Adding new column to existing DataFrame in Pandas
Last Updated :
21 Dec, 2023
Adding new columns to an existing DataFrame is a fundamental task in data analysis using Pandas. It allows you to enrich your data with additional information and facilitate further analysis and manipulation. This article will explore various methods for adding new columns, including simple assignment, the insert()
method, the assign()
method. Let’s discuss adding new columns to Pandas’s existing DataFrame.
What is Pandas DataFrame?
A Pandas DataFrame is a two-dimensional, size-mutable, potentially heterogeneous tabular data structure with labeled axes (rows and columns). It’s a fundamental data structure in the Python data science ecosystem and provides a powerful way to work with tabular data.

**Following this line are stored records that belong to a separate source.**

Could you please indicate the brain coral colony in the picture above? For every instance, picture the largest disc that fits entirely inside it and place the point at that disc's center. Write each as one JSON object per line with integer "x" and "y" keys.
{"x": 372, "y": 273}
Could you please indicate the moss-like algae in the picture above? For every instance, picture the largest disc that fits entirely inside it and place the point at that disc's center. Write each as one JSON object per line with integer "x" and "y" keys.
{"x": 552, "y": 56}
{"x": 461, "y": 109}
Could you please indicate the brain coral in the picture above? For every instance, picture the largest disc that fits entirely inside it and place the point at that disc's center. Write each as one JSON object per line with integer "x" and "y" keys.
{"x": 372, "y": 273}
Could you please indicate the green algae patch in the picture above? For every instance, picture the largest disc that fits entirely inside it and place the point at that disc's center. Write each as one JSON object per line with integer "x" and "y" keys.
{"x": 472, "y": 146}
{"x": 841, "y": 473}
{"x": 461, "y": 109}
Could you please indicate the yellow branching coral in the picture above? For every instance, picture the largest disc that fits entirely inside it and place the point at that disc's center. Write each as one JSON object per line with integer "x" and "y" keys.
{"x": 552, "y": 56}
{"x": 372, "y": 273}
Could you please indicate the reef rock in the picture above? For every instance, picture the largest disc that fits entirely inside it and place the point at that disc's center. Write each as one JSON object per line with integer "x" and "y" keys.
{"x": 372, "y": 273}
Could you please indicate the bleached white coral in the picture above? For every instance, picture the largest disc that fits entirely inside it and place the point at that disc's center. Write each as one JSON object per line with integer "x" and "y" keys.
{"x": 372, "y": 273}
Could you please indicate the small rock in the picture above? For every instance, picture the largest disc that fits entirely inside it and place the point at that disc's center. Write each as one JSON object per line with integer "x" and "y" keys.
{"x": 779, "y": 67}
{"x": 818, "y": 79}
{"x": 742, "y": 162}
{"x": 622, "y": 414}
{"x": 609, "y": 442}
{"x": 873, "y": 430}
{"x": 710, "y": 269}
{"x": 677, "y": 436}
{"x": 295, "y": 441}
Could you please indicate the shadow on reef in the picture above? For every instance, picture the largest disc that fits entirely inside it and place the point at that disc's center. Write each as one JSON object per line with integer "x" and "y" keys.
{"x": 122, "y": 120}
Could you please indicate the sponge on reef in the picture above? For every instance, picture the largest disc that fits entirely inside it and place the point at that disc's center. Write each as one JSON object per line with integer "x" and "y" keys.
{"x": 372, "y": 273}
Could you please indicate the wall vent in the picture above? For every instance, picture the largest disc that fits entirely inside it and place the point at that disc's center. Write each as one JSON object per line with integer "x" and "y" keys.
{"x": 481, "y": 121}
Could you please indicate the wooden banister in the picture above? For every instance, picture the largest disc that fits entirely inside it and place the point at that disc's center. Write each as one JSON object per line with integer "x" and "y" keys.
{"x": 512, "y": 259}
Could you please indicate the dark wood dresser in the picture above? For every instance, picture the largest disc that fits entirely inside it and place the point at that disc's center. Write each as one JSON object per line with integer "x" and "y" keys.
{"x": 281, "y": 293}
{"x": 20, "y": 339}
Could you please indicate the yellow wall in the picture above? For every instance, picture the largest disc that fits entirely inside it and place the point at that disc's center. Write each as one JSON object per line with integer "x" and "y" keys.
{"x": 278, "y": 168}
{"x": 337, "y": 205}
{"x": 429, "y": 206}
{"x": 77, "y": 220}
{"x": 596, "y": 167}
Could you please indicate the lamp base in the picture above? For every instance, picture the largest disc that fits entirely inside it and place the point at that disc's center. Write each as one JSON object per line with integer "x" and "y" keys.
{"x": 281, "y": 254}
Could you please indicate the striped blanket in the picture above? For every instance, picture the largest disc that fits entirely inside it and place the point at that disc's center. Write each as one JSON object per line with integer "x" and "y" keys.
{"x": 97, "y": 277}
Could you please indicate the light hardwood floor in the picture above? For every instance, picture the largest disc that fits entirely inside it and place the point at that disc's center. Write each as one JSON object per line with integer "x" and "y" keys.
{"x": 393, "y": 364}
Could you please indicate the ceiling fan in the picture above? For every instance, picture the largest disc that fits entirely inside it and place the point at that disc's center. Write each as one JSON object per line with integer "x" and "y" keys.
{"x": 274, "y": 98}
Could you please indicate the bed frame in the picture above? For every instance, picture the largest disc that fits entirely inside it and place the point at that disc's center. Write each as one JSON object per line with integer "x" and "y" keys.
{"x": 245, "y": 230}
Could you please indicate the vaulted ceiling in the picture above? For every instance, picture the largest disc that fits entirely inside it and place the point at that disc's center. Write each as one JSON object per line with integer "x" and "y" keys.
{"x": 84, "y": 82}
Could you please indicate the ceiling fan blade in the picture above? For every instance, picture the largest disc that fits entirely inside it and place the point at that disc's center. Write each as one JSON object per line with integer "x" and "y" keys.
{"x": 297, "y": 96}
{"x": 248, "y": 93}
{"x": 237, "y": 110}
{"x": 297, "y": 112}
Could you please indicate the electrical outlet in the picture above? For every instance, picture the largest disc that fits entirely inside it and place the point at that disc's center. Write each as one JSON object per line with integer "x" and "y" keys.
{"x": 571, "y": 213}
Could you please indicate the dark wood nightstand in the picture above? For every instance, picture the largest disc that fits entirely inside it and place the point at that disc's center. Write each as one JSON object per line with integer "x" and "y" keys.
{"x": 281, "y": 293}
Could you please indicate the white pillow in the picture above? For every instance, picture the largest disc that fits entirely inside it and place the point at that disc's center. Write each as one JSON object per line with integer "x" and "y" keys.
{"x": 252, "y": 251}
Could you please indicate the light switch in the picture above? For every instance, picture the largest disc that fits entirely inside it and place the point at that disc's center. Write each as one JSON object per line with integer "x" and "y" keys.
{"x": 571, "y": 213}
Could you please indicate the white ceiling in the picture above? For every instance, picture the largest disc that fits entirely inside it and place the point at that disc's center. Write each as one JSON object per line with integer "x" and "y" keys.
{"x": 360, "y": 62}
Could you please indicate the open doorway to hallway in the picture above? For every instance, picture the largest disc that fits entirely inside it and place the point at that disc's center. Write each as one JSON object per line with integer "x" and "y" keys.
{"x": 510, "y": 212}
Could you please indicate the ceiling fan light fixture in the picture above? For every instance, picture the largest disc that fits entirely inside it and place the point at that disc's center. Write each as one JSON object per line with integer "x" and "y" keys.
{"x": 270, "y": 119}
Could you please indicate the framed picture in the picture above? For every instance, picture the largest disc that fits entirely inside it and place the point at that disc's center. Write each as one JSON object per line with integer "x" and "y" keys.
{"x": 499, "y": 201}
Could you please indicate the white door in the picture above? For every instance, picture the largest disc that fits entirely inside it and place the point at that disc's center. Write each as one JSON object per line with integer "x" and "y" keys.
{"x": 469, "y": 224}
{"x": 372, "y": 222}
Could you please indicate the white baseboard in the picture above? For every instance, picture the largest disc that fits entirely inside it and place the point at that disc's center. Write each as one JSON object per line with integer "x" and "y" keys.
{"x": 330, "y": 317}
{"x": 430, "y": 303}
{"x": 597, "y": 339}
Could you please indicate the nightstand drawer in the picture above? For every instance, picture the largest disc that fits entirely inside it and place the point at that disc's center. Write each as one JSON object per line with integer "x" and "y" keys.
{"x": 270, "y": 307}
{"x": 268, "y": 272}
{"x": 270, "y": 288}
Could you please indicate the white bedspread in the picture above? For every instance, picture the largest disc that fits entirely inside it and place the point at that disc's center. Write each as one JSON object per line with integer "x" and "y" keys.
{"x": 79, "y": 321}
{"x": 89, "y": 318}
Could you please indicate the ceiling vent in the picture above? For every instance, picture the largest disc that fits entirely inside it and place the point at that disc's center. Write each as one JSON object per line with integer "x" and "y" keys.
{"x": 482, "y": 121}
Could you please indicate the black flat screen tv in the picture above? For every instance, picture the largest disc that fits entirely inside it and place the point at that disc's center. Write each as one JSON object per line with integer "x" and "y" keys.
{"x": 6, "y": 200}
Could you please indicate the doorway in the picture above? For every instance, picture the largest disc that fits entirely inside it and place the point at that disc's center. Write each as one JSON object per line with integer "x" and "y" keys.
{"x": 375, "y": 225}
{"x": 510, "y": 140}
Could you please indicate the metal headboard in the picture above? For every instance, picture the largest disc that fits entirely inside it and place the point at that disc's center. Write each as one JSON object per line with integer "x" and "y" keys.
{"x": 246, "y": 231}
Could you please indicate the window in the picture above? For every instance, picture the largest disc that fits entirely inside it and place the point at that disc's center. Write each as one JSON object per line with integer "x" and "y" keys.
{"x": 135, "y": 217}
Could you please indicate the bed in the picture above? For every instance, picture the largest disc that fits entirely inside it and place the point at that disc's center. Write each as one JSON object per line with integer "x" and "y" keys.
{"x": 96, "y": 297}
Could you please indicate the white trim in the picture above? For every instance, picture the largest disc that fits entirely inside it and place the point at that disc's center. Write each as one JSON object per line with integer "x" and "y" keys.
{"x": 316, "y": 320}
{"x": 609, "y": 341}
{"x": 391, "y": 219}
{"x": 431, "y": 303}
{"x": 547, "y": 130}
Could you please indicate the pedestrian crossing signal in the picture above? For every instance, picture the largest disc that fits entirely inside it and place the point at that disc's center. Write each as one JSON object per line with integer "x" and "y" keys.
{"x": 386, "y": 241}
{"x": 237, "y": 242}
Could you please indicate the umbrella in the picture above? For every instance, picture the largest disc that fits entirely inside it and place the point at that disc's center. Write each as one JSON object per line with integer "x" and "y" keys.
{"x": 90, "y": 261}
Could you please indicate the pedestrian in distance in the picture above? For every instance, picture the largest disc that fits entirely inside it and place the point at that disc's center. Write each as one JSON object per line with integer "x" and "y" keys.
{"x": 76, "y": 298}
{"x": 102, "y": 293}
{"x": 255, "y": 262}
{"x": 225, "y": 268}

Here are some key features of a Pandas DataFrame:
- Data representation: Stores data in a table format with rows and columns.
- Heterogeneous data types: Can hold different data types in different columns (e.g., integers, floats, strings, booleans).
- Labeling: Each row and column has a label (index and column names).
- Mutable: Allows data manipulation and modification.
- Powerful operations: Provides various functions and methods for data analysis, manipulation, and exploration.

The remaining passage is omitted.